Из Сорренто вернулся Горький. Его сразу взяли в оборот, поселили в особняке Рябушинского, окружили государственной заботой. Поэт Д'Актиль отметил это событие в «Чукоккале» новой «Песней о Буревестнике»: в нем гордую птицу, которая накликала бурю, вопрошают, чем она занималась до 17-го года, какова ее специальность, чем она служить могла бы в обстоятельствах момента… Буревестник отвечает, что умеет реять. Власть отвечает: «Нам сейчас другое нужно. Не могли бы вы, примерно, возглавлять хозучрежденье? Или заняли, быть может, пост второго казначея при президиуме съезда потребительских коопов?» Но Буревестник хочет реять, и его свозят "без особого почета в помещение музея при «Архивах Революций»: отвели большую клетку, предписали норму корму и повесили плакатик:

– Буревестник. Тот, который".





С одной стороны – государственная забота, с другой – государственная немилость. С одной – клетка золотая, с другой – железная.

Куда денется опальный Чуковский? Он ушел с головой в работу, по большей части не связанную с детской литературой: взялся писать о молодом Льве Толстом и его окружении. Читаем написанную в это время статью «Дружинин и Лев Толстой»:

"Даже у Томаса Гуда, автора скорбных стихов, насыщенных социальным протестом, он Дружинин подслушал слова, знаменующие примирение с действительностью:

«Наш мир хорош, очень хорош… Он далеко не так гадок, как разные люди о том провозглашают… Будем надеяться, что все устроено к лучшему».

Правда, слова эти были сказаны Томасом Гудом почти в беспамятстве, на смертном одре, и нисколько не выражали его литературного credo…"

А несколько страниц спустя он цитирует молодого Толстого: «Возмущение – склонность обращать внимание преимущественно на то, что возмущает, есть большой порок и именно нашего века… умышленно ищи всего хорошего, доброго, отворачивайся от дурного, а право, не притворяясь, ужасно многое можно любить не только в России, но и у самоедов». Чуковский комментирует: это написано под наваждением Дружинина.

Поразительная проговорка: фактически К. И. дважды повторяет похожую мысль, из которой прямо-таки торчит подсознательное: мир кажется хорошим только в беспамятстве, в помешательстве, на смертном одре; отворачиваться от дурного и находить в России достойное любви можно только под наваждением… Для него сейчас мир плох, а страна – тюрьма.

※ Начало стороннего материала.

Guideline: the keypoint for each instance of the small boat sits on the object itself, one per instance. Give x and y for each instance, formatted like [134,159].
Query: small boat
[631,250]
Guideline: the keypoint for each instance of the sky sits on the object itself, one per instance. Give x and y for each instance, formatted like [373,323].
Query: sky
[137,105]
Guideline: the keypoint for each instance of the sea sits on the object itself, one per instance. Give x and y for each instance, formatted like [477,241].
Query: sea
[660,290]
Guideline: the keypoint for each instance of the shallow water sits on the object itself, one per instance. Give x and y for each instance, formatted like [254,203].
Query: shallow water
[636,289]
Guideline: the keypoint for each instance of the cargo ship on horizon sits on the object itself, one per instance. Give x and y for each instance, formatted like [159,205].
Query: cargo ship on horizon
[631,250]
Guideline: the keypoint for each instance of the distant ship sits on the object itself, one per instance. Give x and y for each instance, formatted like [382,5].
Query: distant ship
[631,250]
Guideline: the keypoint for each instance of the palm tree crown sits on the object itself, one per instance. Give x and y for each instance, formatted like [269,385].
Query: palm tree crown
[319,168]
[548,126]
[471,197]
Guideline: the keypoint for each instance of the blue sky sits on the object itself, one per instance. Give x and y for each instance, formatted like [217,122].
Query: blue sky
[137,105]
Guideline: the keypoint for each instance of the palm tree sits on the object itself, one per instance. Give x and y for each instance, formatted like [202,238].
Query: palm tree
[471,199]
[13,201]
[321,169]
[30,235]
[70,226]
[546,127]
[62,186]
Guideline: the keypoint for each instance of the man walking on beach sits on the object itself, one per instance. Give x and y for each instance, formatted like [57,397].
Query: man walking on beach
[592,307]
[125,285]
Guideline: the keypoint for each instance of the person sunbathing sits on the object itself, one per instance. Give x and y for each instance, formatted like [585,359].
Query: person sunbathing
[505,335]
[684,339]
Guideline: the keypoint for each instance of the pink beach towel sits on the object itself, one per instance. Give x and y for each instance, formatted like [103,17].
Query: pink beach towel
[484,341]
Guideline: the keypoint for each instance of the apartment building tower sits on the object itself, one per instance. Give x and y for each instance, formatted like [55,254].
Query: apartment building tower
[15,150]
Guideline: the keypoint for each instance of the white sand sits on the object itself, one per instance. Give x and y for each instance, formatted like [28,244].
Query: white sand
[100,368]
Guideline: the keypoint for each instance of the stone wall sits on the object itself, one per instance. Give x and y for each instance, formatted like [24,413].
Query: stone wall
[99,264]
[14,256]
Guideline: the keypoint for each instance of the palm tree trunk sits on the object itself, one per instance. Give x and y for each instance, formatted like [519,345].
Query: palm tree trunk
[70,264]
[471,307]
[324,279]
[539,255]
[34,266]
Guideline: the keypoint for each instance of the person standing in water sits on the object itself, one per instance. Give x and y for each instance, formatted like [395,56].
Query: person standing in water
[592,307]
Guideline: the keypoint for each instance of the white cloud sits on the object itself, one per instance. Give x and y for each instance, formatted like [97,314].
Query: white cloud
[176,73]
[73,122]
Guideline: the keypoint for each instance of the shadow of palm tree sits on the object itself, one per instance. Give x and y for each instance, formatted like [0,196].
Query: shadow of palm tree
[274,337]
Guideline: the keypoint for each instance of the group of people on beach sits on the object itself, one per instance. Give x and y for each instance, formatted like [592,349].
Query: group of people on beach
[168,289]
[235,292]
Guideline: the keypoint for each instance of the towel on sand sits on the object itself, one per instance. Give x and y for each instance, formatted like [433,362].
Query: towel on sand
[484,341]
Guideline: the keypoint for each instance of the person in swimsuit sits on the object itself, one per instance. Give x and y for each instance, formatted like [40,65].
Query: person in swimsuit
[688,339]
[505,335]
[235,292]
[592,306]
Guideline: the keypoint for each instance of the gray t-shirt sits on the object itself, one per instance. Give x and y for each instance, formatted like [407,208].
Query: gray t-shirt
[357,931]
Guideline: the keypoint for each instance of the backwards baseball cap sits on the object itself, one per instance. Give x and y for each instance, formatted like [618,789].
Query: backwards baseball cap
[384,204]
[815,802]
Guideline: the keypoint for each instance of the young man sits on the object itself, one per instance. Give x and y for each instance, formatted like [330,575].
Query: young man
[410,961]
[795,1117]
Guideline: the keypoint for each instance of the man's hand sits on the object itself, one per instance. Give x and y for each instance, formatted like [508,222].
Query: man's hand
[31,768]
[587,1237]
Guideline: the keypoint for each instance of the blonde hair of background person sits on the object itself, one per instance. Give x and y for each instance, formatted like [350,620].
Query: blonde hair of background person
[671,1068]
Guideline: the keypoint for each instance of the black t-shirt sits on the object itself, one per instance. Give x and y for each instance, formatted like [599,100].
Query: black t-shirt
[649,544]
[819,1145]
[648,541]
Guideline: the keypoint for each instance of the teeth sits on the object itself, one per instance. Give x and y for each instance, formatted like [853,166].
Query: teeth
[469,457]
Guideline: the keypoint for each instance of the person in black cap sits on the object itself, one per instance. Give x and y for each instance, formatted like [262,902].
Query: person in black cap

Он снял дачу в Сиверской, уехал туда – и там пишет историко-литературоведческие статьи. В Сиверскую Лида и написала ему из города: в Ленинград приехал Дос Пассос.

Джон Дос Пассос, прогрессивный американский писатель, защитник Сакко и Ванцетти, этим летом приехал в советскую Россию – и много позже записал свои воспоминания об этой поездке. Впечатления смешанные, есть удивленные, есть восторженные, осторожные, неприязненные. Увиденные им люди не всегда сыты (из еды упоминаются хлеб, каша, капуста, картошка, да еще икра на Каспии), но ходят в Эрмитаж и проявляют колоссальное любопытство… Ленинградская публика – лучшая в мире, люди – умные, удивительные, эрудированные, интересные… Важно вот что: в воспоминаниях Дос Пассоса мы видим начало сталинизма. Он замечает вездесущие сталинские портреты (его знакомая актриса грозит им кулачком, когда ее никто не видит), замечает, что о Сталине никто не говорит – разве что ярославский извозчик на ломаном немецком объяснил, «что все ужасно», и только Сталин способен навести порядок. Заканчивает американский писатель свои воспоминания минорным аккордом: выехал на территорию некоммунистической еще Польши и почувствовал, что вырвался из тюрьмы.